Figure 3 shows annualized inflation (core and headline) rates at four different timespans (12, 6, 3, and 1 month) between this July and last July. To the extent that this year’s bars are lower than last year’s, we learn that inflation has trended downward. To the extent that a given year’s bars go up or down as the timespan shrinks, we learn whether inflation is speeding up or slowing down.

Especially for headline inflation, we see much lower inflation now compared to a year ago. Core inflation has slowed too, but not as quickly. Importantly, Figure 3-B shows the dynamic revealed in today’s report: lower growth rates at shorter spans, a sign of slowing core inflation.

Another trend worth highlighting from today’s report is the increase in real wages. Nominal wage growth has generally slowed in recent months, but not as much as inflation, such that the buying-power of hourly wages has been rising. Figure 4 plots the real hourly wage relative to a prepandemic trend line. The figure on the right shows that for middle- and lower-wage workers, real pay is back on its prepandemic trend.[3] The figure on the left shows real wage growth in recent months for all private-sector workers, though for this broader group they remain below trend. This pattern also suggests that real wages are growing faster for middle- and lower-wage workers. Since these workers’ bargaining power is more sensitive to labor market conditions than that of higher-wage workers, this is a familiar dynamic when the labor market is persistently tight.
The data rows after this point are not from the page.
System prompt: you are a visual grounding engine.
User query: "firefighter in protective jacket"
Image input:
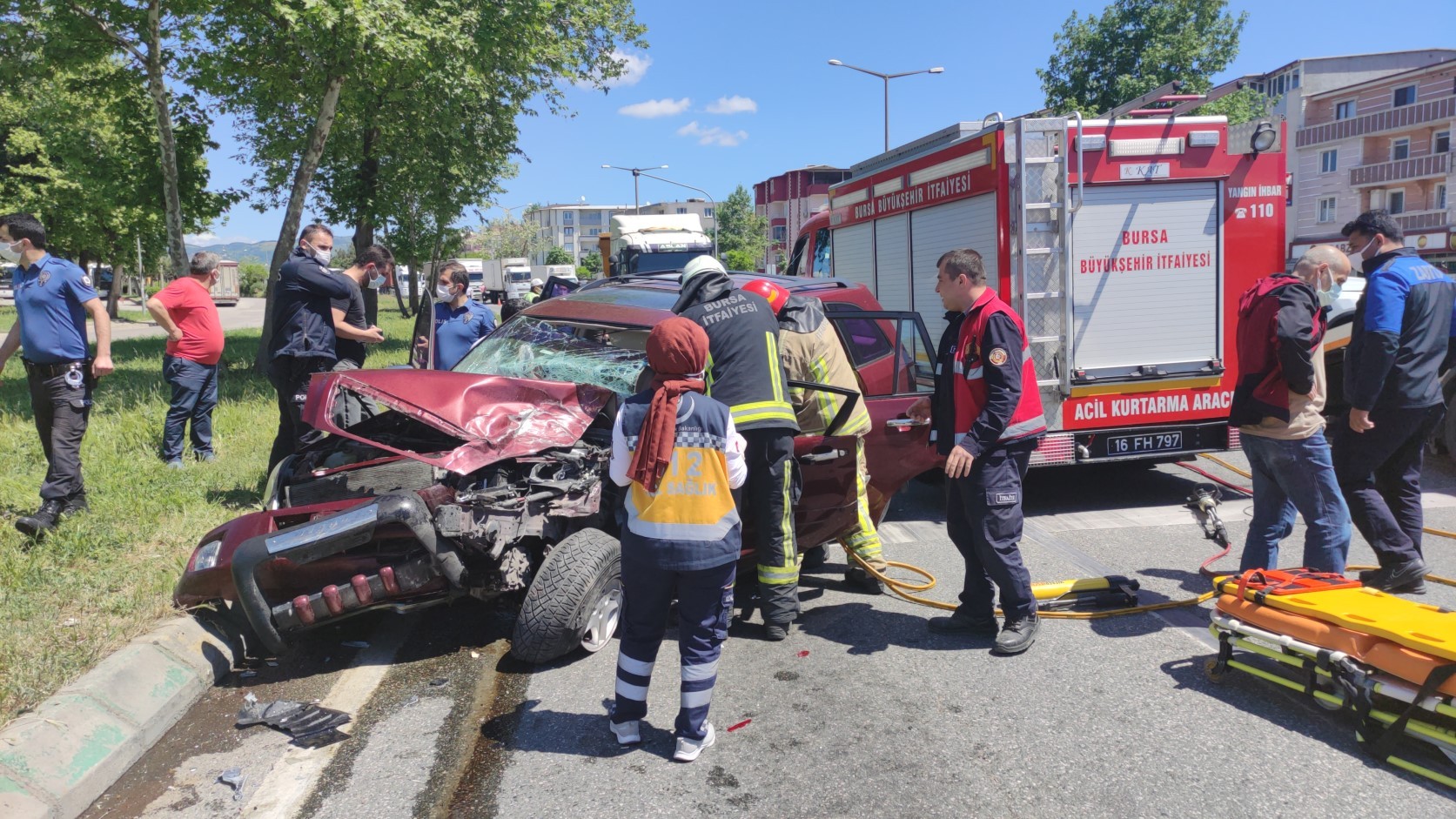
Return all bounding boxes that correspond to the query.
[909,249,1047,655]
[744,279,889,594]
[673,257,799,640]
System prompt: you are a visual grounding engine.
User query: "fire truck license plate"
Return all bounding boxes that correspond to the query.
[1106,430,1182,458]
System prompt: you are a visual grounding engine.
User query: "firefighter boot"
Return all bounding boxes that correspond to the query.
[15,499,65,540]
[996,615,1041,655]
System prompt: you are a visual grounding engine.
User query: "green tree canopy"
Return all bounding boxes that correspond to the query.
[1037,0,1249,115]
[715,185,773,270]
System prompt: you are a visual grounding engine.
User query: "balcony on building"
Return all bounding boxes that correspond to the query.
[1350,153,1450,188]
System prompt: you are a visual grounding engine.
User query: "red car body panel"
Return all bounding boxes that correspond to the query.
[303,370,612,475]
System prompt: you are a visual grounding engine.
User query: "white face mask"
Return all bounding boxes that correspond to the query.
[305,242,333,266]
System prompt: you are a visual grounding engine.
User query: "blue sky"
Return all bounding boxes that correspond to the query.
[187,0,1456,242]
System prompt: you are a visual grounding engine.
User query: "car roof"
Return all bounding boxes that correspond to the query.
[521,271,879,326]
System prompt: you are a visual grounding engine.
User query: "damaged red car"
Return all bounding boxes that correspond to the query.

While our work is not done in this area, Bidenomics is designed to preserve and build on these trends of slower inflation and faster real wage growth, and the CEA will continue to carefully track their evolution, doing our best to pull the signal from the noise.

[1] “Annualized” means that were inflation to continue to grow at this three-month rate for 12 months, this would be the 12-month, or yearly, growth rate.

[2] More precisely, the year-on-year rate is the geometric sum (the cumulative product) of the 12 individual monthly percent changes. One can also use changes in natural logs, which approximate percent changes, in which case the annual rate is the arithmetic sum of the last 12 monthly log changes.

[3] Classified as “production, non-supervisory,” these workers represent the 80 percent of payroll employees that are blue-collar in production jobs and non-managers in services.